The languages tying the internet together as one functional whole may promote a seamless experience with the occasional slowdown, but any internet guru will blow this positive image away in seconds. A patchwork of scripting languages, server-side programming code, and website design coding is handling the bulk of the internet. While this scenario worked well in the early days of the World Wide Web, with basic web pages talking to small servers, today’s net is an ever-evolving structure of unimaginable complexity. Databases drive information, and content is a dynamic creature flowing from servers to content providers. Java, Ajax, CSS, XML, and SQL are the acronyms that define the internet. They’re the binding lines of code that have taken over from basic HTML, although HTML 5 is still a very relevant part of the web. The point is, the mixture of coding does more harm than good, and the NSA is placing some serious funding muscle into changing this state of affairs, into funding a single code to rule them all.
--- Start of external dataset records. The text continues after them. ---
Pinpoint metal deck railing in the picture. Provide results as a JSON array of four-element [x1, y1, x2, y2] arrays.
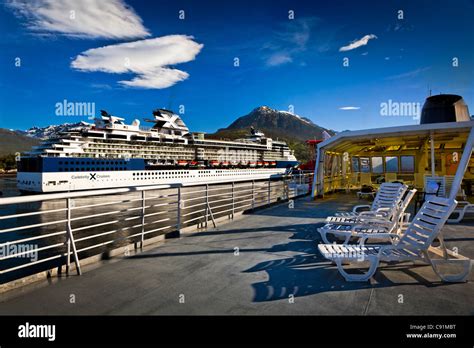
[[0, 173, 312, 284]]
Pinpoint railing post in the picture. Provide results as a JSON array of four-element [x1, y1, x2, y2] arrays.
[[205, 184, 209, 228], [140, 191, 146, 248], [252, 180, 255, 210], [232, 181, 235, 220], [66, 198, 82, 275], [176, 187, 181, 234], [268, 178, 271, 205]]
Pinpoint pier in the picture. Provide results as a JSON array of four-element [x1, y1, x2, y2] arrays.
[[0, 188, 474, 315]]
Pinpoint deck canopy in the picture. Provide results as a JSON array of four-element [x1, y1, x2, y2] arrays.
[[313, 121, 474, 196]]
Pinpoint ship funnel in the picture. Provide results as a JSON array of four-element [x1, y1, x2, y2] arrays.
[[420, 94, 471, 124]]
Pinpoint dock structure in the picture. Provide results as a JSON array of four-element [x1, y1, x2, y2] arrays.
[[0, 192, 474, 315]]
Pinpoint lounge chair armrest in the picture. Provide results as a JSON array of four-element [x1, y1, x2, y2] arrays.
[[352, 204, 370, 213], [351, 224, 389, 235], [359, 233, 400, 246]]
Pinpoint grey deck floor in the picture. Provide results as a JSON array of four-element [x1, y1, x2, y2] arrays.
[[0, 195, 474, 315]]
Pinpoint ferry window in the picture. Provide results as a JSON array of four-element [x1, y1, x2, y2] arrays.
[[428, 156, 441, 172], [351, 157, 360, 173], [372, 157, 383, 173], [400, 156, 415, 173], [385, 156, 398, 173], [360, 157, 370, 173]]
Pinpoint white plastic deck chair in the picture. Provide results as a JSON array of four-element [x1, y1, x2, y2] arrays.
[[318, 189, 417, 244], [448, 201, 474, 224], [318, 197, 472, 282], [334, 183, 408, 223]]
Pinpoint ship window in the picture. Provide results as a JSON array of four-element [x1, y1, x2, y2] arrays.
[[372, 157, 383, 173], [385, 156, 398, 173], [400, 156, 415, 173]]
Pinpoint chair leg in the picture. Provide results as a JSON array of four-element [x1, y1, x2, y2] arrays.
[[334, 256, 379, 282], [424, 252, 472, 283]]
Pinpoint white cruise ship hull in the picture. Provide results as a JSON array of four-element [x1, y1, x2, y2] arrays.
[[17, 168, 286, 192]]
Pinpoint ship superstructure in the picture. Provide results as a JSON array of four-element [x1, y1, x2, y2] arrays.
[[17, 109, 297, 192]]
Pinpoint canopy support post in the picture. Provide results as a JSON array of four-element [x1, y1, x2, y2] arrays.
[[449, 128, 474, 199]]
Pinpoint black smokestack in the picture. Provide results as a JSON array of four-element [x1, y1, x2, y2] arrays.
[[420, 94, 471, 124]]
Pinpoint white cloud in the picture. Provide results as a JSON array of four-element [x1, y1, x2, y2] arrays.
[[6, 0, 150, 39], [339, 34, 377, 52], [71, 35, 203, 89], [263, 17, 318, 67], [339, 106, 360, 110], [386, 66, 431, 80], [267, 53, 293, 66]]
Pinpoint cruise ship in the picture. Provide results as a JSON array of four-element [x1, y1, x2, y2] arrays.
[[17, 109, 298, 192]]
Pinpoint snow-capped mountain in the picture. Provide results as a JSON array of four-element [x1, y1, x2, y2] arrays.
[[16, 121, 89, 139], [216, 106, 334, 141]]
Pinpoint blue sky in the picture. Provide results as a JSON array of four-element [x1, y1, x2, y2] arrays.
[[0, 0, 474, 132]]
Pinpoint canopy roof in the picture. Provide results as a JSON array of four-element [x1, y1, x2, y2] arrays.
[[318, 121, 474, 154]]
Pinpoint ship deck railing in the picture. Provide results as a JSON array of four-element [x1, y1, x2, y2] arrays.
[[0, 172, 312, 289]]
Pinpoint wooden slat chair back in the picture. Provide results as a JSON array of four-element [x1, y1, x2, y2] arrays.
[[397, 197, 457, 251], [371, 183, 408, 211]]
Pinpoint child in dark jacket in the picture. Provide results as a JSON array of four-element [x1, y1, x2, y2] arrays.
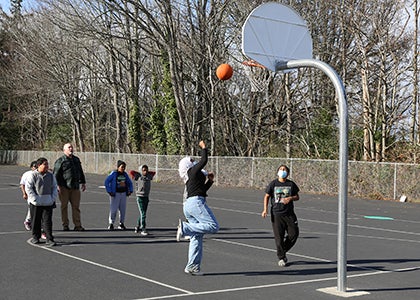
[[130, 165, 156, 235], [105, 160, 133, 230]]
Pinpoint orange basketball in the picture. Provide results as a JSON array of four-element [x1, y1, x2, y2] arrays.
[[216, 64, 233, 80]]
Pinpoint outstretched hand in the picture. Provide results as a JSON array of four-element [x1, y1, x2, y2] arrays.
[[198, 141, 206, 149]]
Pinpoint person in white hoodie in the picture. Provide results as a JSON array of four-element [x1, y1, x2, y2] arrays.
[[25, 157, 58, 246]]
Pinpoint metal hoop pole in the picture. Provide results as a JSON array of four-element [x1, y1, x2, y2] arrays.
[[276, 59, 348, 292]]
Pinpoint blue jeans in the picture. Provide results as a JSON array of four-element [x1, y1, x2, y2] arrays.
[[182, 196, 219, 272], [137, 196, 149, 229]]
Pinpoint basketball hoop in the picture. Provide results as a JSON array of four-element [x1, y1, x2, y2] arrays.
[[242, 60, 271, 92]]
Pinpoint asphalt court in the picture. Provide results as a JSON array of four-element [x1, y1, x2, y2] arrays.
[[0, 165, 420, 300]]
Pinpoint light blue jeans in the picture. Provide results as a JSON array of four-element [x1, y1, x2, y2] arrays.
[[182, 196, 219, 272], [109, 192, 127, 224]]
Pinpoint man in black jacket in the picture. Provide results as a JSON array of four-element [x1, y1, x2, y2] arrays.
[[54, 143, 86, 231]]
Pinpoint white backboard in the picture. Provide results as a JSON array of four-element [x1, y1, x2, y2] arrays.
[[242, 2, 312, 71]]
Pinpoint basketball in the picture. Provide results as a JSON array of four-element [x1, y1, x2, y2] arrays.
[[216, 64, 233, 80]]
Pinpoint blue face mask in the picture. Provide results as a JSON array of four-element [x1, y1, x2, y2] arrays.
[[277, 170, 287, 178]]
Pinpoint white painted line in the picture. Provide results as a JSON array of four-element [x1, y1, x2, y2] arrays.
[[27, 239, 194, 294], [134, 266, 420, 300]]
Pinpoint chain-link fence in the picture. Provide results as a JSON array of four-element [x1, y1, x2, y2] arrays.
[[0, 150, 420, 202]]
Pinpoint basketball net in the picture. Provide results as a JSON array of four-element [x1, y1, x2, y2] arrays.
[[242, 60, 271, 92]]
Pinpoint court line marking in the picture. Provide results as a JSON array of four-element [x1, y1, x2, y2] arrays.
[[27, 239, 194, 294], [133, 266, 420, 300]]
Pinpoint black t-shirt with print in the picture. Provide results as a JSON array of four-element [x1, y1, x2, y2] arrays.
[[265, 179, 299, 216], [116, 172, 128, 193]]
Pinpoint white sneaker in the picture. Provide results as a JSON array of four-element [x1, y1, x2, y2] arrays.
[[184, 269, 203, 276], [176, 219, 182, 242], [278, 257, 287, 267]]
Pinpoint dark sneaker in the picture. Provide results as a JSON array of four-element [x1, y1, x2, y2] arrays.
[[30, 238, 39, 245], [45, 240, 57, 247], [23, 221, 32, 231]]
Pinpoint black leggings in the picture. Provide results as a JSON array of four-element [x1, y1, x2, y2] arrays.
[[271, 214, 299, 259]]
This might be the point that a reader scoffs at such acts of supposed altruism and heads for the nearest conspiracy forum to cast derision at the agency, but wait, put the brakes on the cynicism. The NSA actually has good reason to fund such a project, and this project is called Wyvern, a one-time creature of mythology that’s now being repurposed by software engineers at Carnegie Mellon University as a single code solution to address the vulnerabilities underlying the pages we browse on the internet. Security is the word of the day here, and the NSA specializes in security, looking for the optimal solutions for delivering secure content that can’t be hacked or maliciously exploited. The Wyvern code is still a prototype at the moment, but the injection of NSA cash will accelerate the development cycle.
Looking beyond coding complexities, Wyvern’s innate ability to sense context when parsing the copy-and-paste lines of disparate code, it’s time to turn on that cynicism switch again. This is a binary issue that can best be represented by the flip of a coin. On one side of the coin is the NSA desire to bring all web languages together under one umbrella of security and usability, but the flip side is the side of the coin with the shadows and threats of espionage. An NSA investment may compromise the language in favor of a sector of the government that has a poor record in respecting privacy, and we’ll all suffer if the code becomes a standard part of internet life dancing to the tune of government politics.